那时很简单的青春永驻了这样一个恶魔致命一击。爸爸说了句。没事儿,医生说你用脑过度需要休息,好好玩玩。学校里的学业别看的太重。
我心里仿佛丢了魂。那段日子注定要纹在我的记忆深处,随我腐烂的灵魂压实奠祭。
所有的记忆,包括声音辨别,图形图像识记,我经常断片儿到一干二净。最好的状态也只是不清不楚。
说我从学校回来是捡回的一条命。一点不为过。
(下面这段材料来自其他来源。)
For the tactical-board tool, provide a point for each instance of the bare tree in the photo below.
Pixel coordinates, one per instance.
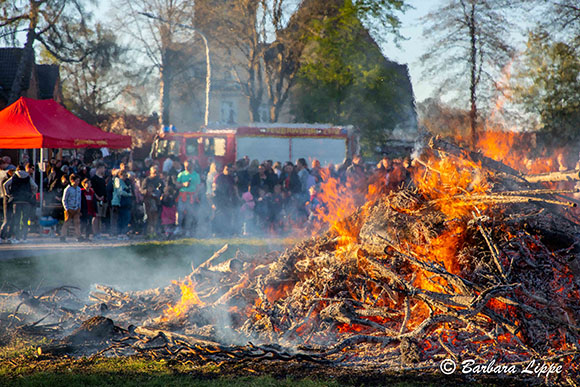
(470, 47)
(47, 22)
(161, 43)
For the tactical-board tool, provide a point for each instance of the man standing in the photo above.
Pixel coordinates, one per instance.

而这样子的好景也没有持续多久。
诊断报告被我偷偷翻阅了,其内容大致涵盖了脑电波,CT个界面分析,心电图,血常规,血清,肝功能六项等。
诊断结论依旧能够让十二年后的我毛骨悚然。
于是,我有两条路默认选择,一,从此不再犹豫一心一意出苦力
二,死路一条。提早结束自己的命运。但是我发现死亡对我这样的人也是奢望。因为我实在找不到让爸妈不为我引咎负责的理由。因为那时的我不到十八岁。如果我不活成矛盾体。我就得承受药物作用和拮抗剂的痛苦。两年能不能因为给药量活下去还是个问题。